Avenue of Eternal Peace
- Author: Nicholas Jose
- Language: English
- Genre: Literary novel
- Publisher: Penguin Books
- Publication date: 1989
- Publication place: Australia
- Media type: Print (Paperback)
- Pages: 299
- Awards: 1990 Miles Franklin Award, shortlisted
- ISBN: 0140117245

= Avenue of Eternal Peace (novel) =

1989 novel by Nicholas Jose

Avenue of Eternal Peace (1989) is a novel written by Australian author Nicholas Jose. It was originally published by Penguin Books.

The novel was shortlisted for the 1990 Miles Franklin Award.

==Plot summary==
Wally Firth, an Australian doctor with a specialisation in cancer research, is a visiting professor at Peking University Medical College. Firth is recently widowed and burnt-out and hopes this new posting will help revive him. He is also hoping to meet Professor Hsu Chien Lung, who some years earlier wrote a ground-breaking paper on cancer.
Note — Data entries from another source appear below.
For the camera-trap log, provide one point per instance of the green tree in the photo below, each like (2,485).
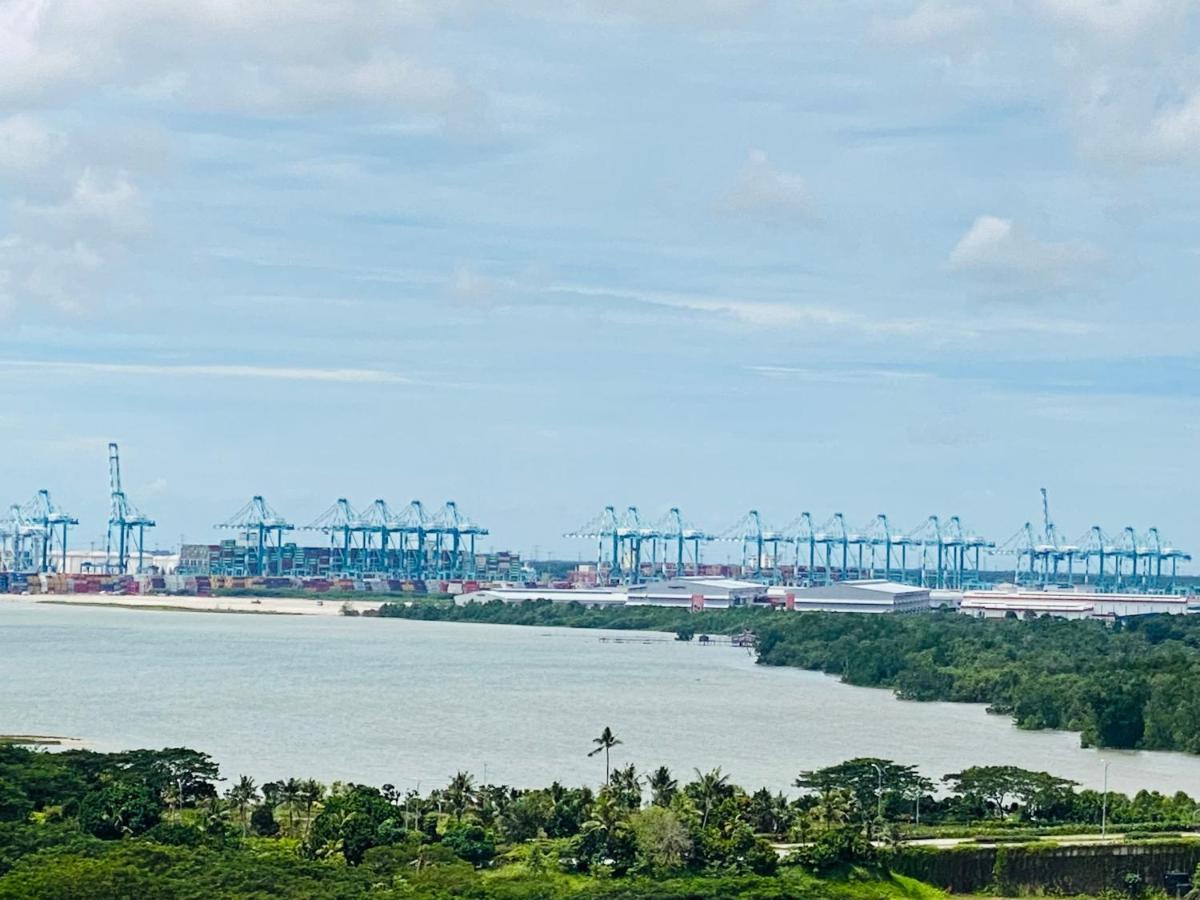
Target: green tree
(352,822)
(461,793)
(663,786)
(119,810)
(664,844)
(627,787)
(605,743)
(708,789)
(241,796)
(472,843)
But his searches are in vain as Professor Hsu seems to have vanished. Perhaps he never existed at all.

The novel is set in the months leading up to the massacre at Tiananmen Square in May and June 1989.

==Critical reception==
Reviewing the novel for Australian Book Review Paul Salzman noted that Jose had written the book in 1987, so the "fact that the map of history it stems from has changed so dramatically adds an extra fillip to the reader's vicarious experience of the 'new' China". Salzman concluded that like "all experiences of what is foreign, Avenue of Eternal Peace offers glimpses of a difference in perspective that can only be fleeting."

Alison Broinowski in The Sydney Morning Herald found that the author's strength "is that he walks outside the walls of the foreign compounds, in the dust of the streets, in the bars, parks and back alleys, and in the provinces." She continued: "Nick Jose's achievement is to explain in human terms what makes the China bomb tick."

==Publication history==

After the book's initial publication in Australia in 1989 by Penguin Books it was reprinted as follows:

- 1991, E. P. Dutton and Company, USA
- 2008, Wakefield Press, Australia

The book was also translated into Chinese in 1991.

==Film adaptation==
- Avenue of Eternal Peace was filmed for television as Children of the Dragon (1992) by Southern Star Xanadu and Zenith for ABC TV and the BBC, starring Bob Peck, Linda Cropper, Gary Sweet and Joan Chen. The adaptation was directed by Peter Smith, from a screenplay by Robert Caswell.

==Notes==

- Epigraph:

Not that there are no ghosts
But that their influence becomes propitious
In the sound existence of a living man
There is no difference between the quick and the dead,
They are one channel of vitality. -Lao Tzu

...a country so strange that not even the air had anything in common with his native air, where one might die of strangeness, and yet whose enchantment was such that one could only go on and lose oneself forever. - Franz Kafka

Perhaps I should tell the children
A tale. -Yang Lian

- Nicholas Jose wrote about his time in China for The Age newspaper just prior to the novel's publication.